Il giorno della sua elezione, il canale britannico Channel Four mi ha chiesto cosa pensavo del nuovo papa. Senza pensarci troppo ho risposto: "Egli sarà un grande papa". E nulla avrebbe potuto essere più grande del modo in cui questo pontificato si è concluso: con un gesto di rinuncia, di resa e di umiltà. Lo si può dedurre dalle parole che lo stesso papa ha rivolto ai cardinali, nell'ultimo incontro del suo pontificato: "Prima di salutarvi personalmente, desidero dirvi che continuerò ad esservi vicino con la preghiera, specialmente nei prossimi giorni, affinché siate pienamente docili all'azione dello Spirito Santo nell'elezione del nuovo Papa. che il Signore vi mostri quello che è voluto da Lui.

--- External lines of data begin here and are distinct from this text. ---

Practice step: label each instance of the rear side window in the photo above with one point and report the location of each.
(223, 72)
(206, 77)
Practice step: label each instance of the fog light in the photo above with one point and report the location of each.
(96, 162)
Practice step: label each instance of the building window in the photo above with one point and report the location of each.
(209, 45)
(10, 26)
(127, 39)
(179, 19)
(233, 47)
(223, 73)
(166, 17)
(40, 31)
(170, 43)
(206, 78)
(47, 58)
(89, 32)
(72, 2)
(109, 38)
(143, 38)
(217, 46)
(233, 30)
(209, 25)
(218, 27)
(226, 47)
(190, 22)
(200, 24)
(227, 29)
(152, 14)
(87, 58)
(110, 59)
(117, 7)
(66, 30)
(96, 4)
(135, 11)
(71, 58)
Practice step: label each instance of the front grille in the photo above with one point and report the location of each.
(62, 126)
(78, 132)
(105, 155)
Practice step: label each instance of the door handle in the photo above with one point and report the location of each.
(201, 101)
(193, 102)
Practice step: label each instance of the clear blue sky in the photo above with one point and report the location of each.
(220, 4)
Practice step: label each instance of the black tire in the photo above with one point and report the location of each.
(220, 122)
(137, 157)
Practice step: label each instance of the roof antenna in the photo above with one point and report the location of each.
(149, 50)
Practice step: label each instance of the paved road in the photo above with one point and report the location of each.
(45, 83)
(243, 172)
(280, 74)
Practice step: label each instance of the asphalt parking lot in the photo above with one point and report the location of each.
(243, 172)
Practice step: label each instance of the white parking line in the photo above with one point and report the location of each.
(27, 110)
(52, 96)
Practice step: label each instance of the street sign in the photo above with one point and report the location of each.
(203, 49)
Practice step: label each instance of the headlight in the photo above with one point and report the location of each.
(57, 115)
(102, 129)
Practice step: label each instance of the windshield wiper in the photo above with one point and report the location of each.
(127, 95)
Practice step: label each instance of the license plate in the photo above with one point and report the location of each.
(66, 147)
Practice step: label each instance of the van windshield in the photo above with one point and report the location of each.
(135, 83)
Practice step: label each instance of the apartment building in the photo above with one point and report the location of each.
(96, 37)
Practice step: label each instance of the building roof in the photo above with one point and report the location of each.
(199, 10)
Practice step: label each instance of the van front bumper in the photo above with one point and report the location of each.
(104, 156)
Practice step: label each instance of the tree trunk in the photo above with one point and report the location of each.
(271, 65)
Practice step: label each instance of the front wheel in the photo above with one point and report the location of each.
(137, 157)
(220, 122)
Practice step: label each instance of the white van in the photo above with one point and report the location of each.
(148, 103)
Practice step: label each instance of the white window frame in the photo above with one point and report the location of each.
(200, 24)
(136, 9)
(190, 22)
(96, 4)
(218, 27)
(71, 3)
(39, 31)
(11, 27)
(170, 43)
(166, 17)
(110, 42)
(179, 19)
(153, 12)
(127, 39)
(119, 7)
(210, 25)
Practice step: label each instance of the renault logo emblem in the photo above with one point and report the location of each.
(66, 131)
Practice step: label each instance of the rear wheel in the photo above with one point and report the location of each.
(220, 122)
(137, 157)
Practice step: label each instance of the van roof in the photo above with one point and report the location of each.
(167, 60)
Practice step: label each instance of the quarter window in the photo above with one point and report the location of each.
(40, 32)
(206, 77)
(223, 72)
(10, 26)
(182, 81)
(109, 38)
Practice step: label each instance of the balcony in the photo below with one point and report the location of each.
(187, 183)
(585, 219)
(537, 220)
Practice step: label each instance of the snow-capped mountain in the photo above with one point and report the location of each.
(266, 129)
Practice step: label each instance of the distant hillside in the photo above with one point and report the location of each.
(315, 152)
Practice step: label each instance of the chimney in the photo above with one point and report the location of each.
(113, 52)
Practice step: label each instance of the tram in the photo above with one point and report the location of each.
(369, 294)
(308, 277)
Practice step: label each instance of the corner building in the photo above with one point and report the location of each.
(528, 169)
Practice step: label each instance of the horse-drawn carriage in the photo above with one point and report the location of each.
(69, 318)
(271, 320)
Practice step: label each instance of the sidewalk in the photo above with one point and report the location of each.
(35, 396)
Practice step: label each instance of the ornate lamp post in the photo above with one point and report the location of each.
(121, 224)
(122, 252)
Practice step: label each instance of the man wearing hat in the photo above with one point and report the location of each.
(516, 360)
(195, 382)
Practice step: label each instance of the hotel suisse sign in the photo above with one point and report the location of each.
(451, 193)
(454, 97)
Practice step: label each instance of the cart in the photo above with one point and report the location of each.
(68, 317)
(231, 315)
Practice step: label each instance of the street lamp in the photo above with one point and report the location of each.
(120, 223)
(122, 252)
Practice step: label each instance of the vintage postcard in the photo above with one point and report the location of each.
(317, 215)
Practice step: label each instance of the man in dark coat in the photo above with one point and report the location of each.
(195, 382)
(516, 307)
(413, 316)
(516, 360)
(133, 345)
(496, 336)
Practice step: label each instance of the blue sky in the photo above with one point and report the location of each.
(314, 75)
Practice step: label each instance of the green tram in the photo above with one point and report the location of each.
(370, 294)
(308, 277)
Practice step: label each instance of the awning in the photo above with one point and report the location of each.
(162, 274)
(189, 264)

E tra voi, tra il Collegio Cardinalizio, c'è anche il futuro Papa al quale già oggi prometto la mia incondizionata reverenza ed obbedienza".

Dunque, che significato ha la rinuncia di Benedetto XVI? Significa che il Santo Padre, prima della sua partenza, ha presentato al mondo ancora una volta il modello di umiltà e rinuncia come simbolo di santità e sacralità. In un mondo che brama potere e si nutre di ambizione, davanti a noi c'è un uomo che sa rinunciare a tutto e dire: "Sono solo un pellegrino". Giunto a Castel Gandolfo, è stato meraviglioso, toccante e di ispirazione ascoltare Benedetto XVI dire ai fedeli che erano lì ad attenderlo "Sarò Sommo Pontefice della Chiesa cattolica, fino alle otto di sera, poi non più. Sono semplicemente un pellegrino che inizia l'ultima tappa del suo pellegrinaggio su questa terra. Ma vorrei ancora con il mio cuore, con il mio amore, con la mia preghiera, con la mia riflessione, con tutte le mie forze interiori, lavorare per il bene comune e il bene della Chiesa e dell'umanità. Mi sento molto appoggiato dalla vostra simpatia. Andiamo avanti con il Signore per il bene della Chiesa e del mondo".

L'elicottero è volato sopra i nostri uffici e ha portato il nostro papa nel luogo da lui scelto per pregare per la Chiesa e per tutti noi. Egli ha lasciato le scarpe del pescatore troppo più grandi per chi dovrà presto riempirle. Chiunque sia la persona indicata dallo Spirito Santo a essere il prossimo papa, egli sarà guidato dall'umiltà e dallo spirito di Benedetto XVI. Come membro del Pontificio consiglio per la cultura, posso affermare che questo papa ha rafforzato la cultura di umiltà, obbedienza e rinuncia di cui parla il Vangelo. Grazie papa emerito Benedetto XVI per questo magnifico dono alla Chiesa.